As they were hyper-focused on improving and slowly evolving their products, they lost sight of their market as it went through a massive revolution. It doesn’t matter how good you are at evolutionary iteration; no amount of evolution will make up for a revolution.
I don’t think it’s that simple in this case. While Kodak moved slower than other companies on digital cameras, they didn’t move that slow—they introduced their line of point-and-shoot digital cameras in 2001, and became the top-selling brand of digital cameras in the U.S. in 2005.
The problem was that as the camera business shifted from film to digital cameras, it lost what made it a profitable business—film. Companies could sell their cameras at attractive prices and then make a lot of money on higher-margin film. But there is no film for digital cameras, and digital cameras became a commodities business, which meant very low profit margins. Consumer digital cameras simply aren’t a very good business.
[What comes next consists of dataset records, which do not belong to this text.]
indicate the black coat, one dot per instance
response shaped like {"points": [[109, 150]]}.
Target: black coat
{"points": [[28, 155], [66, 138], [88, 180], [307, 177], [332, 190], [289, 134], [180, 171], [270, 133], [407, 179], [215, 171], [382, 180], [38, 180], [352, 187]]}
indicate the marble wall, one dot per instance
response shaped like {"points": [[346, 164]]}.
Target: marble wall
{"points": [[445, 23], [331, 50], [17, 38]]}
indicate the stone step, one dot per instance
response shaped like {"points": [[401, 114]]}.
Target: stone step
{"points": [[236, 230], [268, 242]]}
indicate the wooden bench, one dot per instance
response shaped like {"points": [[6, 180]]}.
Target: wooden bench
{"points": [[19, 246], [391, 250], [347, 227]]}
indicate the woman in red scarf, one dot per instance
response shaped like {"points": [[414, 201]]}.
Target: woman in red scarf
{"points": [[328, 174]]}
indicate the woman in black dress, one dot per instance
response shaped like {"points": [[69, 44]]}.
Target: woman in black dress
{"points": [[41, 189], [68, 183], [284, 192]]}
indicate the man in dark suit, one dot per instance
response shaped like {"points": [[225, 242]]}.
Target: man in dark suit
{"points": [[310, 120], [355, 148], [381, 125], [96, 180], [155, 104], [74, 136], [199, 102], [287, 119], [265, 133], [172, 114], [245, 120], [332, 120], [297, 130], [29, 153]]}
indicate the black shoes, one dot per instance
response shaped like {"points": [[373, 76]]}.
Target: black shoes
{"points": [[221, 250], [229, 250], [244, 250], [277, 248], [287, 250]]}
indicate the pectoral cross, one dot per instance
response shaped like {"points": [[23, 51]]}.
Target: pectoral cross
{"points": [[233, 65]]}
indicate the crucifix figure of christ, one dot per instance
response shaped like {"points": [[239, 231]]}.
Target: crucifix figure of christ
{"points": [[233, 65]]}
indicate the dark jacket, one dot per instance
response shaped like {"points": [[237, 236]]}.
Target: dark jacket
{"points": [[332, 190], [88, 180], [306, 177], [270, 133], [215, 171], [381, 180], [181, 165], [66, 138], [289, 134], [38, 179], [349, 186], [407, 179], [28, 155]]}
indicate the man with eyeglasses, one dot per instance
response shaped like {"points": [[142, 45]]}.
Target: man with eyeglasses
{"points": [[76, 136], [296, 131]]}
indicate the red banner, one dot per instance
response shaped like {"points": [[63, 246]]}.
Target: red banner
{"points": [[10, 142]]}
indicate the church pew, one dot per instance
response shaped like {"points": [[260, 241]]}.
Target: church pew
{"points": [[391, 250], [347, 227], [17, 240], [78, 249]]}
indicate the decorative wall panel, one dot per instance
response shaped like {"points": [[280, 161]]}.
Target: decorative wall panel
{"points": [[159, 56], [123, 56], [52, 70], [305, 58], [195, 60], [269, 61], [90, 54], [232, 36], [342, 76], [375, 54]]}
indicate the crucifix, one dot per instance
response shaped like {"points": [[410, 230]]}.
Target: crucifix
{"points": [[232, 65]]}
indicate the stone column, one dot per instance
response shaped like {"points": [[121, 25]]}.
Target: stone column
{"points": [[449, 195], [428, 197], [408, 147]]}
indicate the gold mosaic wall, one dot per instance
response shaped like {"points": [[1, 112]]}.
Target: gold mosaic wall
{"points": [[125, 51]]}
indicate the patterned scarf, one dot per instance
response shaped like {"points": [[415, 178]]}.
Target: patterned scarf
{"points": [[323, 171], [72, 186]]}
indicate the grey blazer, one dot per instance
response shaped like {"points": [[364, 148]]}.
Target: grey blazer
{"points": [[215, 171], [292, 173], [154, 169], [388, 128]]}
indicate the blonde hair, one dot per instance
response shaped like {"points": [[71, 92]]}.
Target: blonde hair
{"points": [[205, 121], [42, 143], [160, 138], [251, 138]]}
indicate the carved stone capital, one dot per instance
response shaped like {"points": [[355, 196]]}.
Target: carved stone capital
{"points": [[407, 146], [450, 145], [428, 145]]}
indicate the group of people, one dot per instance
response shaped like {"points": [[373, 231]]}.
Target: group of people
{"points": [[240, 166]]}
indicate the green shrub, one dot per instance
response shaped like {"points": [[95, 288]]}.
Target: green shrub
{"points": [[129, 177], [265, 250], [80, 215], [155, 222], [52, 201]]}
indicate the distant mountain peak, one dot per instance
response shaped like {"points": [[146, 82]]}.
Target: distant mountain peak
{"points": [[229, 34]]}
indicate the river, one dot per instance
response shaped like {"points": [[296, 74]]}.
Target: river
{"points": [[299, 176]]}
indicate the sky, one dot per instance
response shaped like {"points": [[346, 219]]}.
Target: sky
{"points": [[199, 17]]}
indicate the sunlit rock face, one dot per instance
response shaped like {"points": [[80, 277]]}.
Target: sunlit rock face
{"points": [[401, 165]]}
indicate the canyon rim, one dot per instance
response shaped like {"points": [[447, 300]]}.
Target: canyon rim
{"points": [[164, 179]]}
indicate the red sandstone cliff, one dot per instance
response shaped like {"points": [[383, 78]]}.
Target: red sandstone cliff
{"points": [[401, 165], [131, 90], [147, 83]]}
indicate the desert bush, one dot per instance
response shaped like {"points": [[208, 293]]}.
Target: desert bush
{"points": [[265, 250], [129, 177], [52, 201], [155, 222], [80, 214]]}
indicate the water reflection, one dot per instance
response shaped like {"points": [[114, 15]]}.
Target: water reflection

But wait! Kodak could have out-innovated their competition, made dramatically better digital cameras, and then charge higher margins. That only works, though, if the other option isn’t already good enough—which digital cameras very quickly became. For most people, the difference between eight and five megapixels or a much better lens were negligible, because all they wanted was an affordable camera that took decent photos.
Kodak’s real problem was not that they didn’t move quickly enough or innovate enough in digital cameras. Their problem was that they were in the digital cameras business, which had little future.